Environmental mastitis is an ongoing battle in the dairy industry, and the consequences can be costly, with losses incurred from milk discard, added labor and antibiotics, while treatment success varies based on the pathogen, according to an announcement from Boehringer Ingelheim.
Dr. Linda Tikofsky, senior associate director of dairy professional veterinary services at Boehringer Ingelheim, said dairy producers can take steps toward control by focusing on the following factors.
Cleanliness. “Environmental pathogens can be found anywhere manure comes in contact with the udder,” Tikofsky said. Producers can minimize mastitis risk with facility practices such as:
* Providing an ample supply of dry, clean bedding that is frequently groomed;
* Refraining from overcrowding and/or overgrazing;
* Managing water tanks, feeding areas and walkways to eliminate standing water or excess manure that might splash onto the udder, and
* Keeping barns well ventilated to limit heat stress and the spread of bacteria.
Vaccination. Vaccination can help reduce the severity and incidence of coliform mastitis, Tikofsky said, adding, “I recommend vaccinating all cows at dry-off [and] then giving a booster vaccine two to four weeks later. If you’re struggling with an outbreak or it’s simply more convenient, you can also vaccinate the entire herd at once. Just don’t forget to give a booster. The vaccine you choose should have a short meat withdrawal and provide protection against Escherichia coli, endotoxemia caused by E. coli and Salmonella typhimurium. Work with your veterinarian to set a protocol in place.”
Dry-cow treatment. “Dry-cow therapy is a great way to control both contagious and environmental infections,” Tikofsky noted.
“Antibiotic treatment during the dry period generally results in higher cure rates than during lactation, while teat sealants are shown to aid in preventing new infections,” she added. “Make sure you are using a teat sealant with a color that’s easy to distinguish from milk during removal at calving time.”
Proper milking procedures. Even though environmental pathogens can be contracted outside the parlor, milking management is still an important aspect of prevention, she said. Ensure that the parlor routine includes fore-stripping, pre-dipping and properly drying teats. This will maintain teat health and decrease exposure to potential pathogens.

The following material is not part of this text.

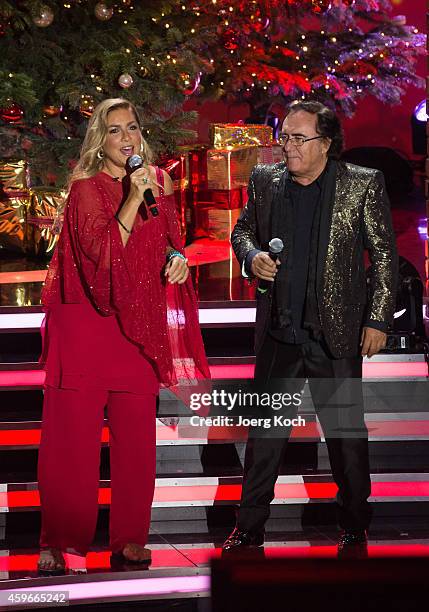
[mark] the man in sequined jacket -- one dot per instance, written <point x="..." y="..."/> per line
<point x="316" y="320"/>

Keeping the milking equipment functioning properly will also maintain teat health. Tikofsky encouraged the checking of equipment, vacuum levels and pulsators at least twice a year by a trained technician.
Record-keeping. Records can help producers easily track potential factors contributing to a mastitis outbreak as well as the effectiveness of current treatment protocols.

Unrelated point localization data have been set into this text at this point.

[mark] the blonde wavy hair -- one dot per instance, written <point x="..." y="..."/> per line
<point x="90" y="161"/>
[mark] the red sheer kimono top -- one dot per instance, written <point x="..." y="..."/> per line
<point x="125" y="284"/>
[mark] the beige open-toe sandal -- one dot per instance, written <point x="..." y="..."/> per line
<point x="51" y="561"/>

“Ideally, one person would be in charge of keeping records on a dairy software program,” Tikofsky said. “These records can help producers make thoughtful, effective management decisions.”

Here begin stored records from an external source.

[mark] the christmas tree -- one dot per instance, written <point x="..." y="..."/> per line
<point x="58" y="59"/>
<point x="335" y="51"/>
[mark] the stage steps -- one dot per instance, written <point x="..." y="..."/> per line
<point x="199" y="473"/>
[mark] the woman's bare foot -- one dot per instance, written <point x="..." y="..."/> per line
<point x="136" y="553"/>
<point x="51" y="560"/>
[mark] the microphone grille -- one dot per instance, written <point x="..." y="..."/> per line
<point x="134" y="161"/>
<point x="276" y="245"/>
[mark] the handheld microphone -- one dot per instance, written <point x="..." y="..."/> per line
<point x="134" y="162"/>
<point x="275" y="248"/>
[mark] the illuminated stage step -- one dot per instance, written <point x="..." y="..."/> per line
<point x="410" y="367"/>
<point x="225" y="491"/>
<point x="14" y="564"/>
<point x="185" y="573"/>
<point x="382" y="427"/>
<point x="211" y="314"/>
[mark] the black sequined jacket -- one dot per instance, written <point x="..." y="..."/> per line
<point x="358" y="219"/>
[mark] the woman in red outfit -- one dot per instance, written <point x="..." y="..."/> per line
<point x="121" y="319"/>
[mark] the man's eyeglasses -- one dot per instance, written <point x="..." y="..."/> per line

Protocols and treatment records should be reviewed with the herd veterinarian at least annually.
Even with the best practices in place, mastitis infections will still happen. When clinical mastitis occurs, Tikofsky recommended taking a milk sample, culturing and waiting 24 hours for results before treating.
“Culturing can be done without a negative effect on cure rate or animal welfare in cases with mild or moderate mastitis,” she said. “If you think you’re experiencing an environmental mastitis outbreak, work with your veterinarian to identify and address the cause.”